Ariane Web: Conseil d'État 66022, lecture du 27 mai 1988
Analyse n° 66022
Conseil d'État

N° 66022
Publié au recueil Lebon

Lecture du vendredi 27 mai 1988


335-05-03-02 : ETRANGERS - REFUGIES ET APATRIDES - COMMISSION DES RECOURS - RECOURS EN CASSATION CONTRE LES DECISIONS DE LA COMMISSION

Contrôle du juge de cassation - Appréciations souveraines de la commission - Appréciation de la gravité des faits que la commission considère comme établis.




En estimant que les faits invoqués par M. M., ressortissant espagnol d'origine basque, à les supposer établis, n'étaient pas en l'espèce "de nature à faire craindre avec raison à M. M. de continuer à être persécuté au sens des stipulations précitées de la Convention de Genève", la Commission des recours des réfugiés n'a pas dénaturé les éléments qui lui étaient soumis. Elle s'est livrée à une appréciation qui n'est, dès lors, pas susceptible d'être discutée devant le juge de cassation, et non pas à une qualification des faits soumise au contrôle dudit juge.

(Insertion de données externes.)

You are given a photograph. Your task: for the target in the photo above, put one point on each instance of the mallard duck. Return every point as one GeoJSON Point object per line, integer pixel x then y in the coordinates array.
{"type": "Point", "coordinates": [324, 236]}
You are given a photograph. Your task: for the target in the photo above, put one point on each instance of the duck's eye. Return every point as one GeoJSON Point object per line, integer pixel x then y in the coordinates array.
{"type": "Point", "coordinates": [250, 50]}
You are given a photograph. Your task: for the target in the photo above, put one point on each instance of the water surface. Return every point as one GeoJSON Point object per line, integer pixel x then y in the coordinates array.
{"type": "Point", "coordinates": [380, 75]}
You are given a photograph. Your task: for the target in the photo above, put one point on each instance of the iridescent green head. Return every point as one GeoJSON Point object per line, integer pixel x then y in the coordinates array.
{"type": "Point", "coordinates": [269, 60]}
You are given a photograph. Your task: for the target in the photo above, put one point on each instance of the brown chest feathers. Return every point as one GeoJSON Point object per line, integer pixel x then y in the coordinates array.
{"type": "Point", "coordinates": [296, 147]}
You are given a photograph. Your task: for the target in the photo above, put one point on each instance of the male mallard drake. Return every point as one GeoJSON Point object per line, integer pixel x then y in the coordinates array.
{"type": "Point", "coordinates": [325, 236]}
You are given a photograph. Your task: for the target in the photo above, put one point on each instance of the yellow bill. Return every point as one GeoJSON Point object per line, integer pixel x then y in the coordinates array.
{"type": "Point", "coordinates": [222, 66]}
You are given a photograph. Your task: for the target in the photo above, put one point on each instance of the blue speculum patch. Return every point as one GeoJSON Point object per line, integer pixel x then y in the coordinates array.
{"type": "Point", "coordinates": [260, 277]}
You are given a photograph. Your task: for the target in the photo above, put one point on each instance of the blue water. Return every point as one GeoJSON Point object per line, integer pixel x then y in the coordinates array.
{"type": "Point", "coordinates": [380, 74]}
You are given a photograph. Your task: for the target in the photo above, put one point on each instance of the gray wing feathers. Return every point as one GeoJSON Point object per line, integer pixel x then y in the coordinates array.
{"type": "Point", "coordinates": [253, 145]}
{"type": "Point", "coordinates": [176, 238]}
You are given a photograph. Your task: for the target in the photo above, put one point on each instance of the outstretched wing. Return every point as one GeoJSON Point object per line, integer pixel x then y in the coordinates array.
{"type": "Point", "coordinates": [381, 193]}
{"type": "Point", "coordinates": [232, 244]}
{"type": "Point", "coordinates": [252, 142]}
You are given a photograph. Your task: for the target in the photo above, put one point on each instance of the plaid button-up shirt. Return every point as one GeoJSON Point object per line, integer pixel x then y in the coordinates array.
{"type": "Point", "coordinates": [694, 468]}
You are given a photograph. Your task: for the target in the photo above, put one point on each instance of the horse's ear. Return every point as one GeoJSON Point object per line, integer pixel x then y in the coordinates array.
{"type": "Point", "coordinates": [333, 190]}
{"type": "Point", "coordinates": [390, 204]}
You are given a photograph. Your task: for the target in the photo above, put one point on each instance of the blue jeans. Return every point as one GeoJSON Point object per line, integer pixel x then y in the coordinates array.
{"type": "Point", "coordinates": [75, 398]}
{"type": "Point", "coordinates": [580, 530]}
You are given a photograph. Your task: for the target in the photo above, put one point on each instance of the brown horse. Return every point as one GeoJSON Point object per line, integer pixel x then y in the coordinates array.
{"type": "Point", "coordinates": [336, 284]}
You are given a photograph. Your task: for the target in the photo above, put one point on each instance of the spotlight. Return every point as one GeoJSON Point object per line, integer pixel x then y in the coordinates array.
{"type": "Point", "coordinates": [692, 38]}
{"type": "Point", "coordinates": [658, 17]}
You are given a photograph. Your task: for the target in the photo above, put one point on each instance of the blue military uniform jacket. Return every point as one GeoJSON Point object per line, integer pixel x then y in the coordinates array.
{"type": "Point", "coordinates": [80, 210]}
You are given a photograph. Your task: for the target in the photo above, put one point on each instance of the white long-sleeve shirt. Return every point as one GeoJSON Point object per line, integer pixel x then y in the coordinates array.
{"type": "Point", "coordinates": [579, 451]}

54-08-02-02-01-03-05 : PROCEDURE - VOIES DE RECOURS - CASSATION - CONTROLE DU JUGE DE CASSATION - REGULARITE INTERNE - APPRECIATION SOUVERAINE DES JUGES DU FOND - DIVERS

Appréciation par la Commission des recours des réfugiés de la gravité des faits considérés par elle comme établis.




En estimant que les faits invoqués par M. M., ressortissant espagnol d'origine basque, à les supposer établis, n'étaient pas en l'espèce "de nature à faire craindre avec raison à M. M. de continuer à être persécuté au sens des stipulations précitées de la Convention de Genève", la Commission des recours des réfugiés n'a pas dénaturé les éléments qui lui étaient soumis. Elle s'est livrée à une appréciation qui n'est, dès lors, pas susceptible d'être discutée devant le juge de cassation, et non pas à une qualification des faits soumise au contrôle dudit juge.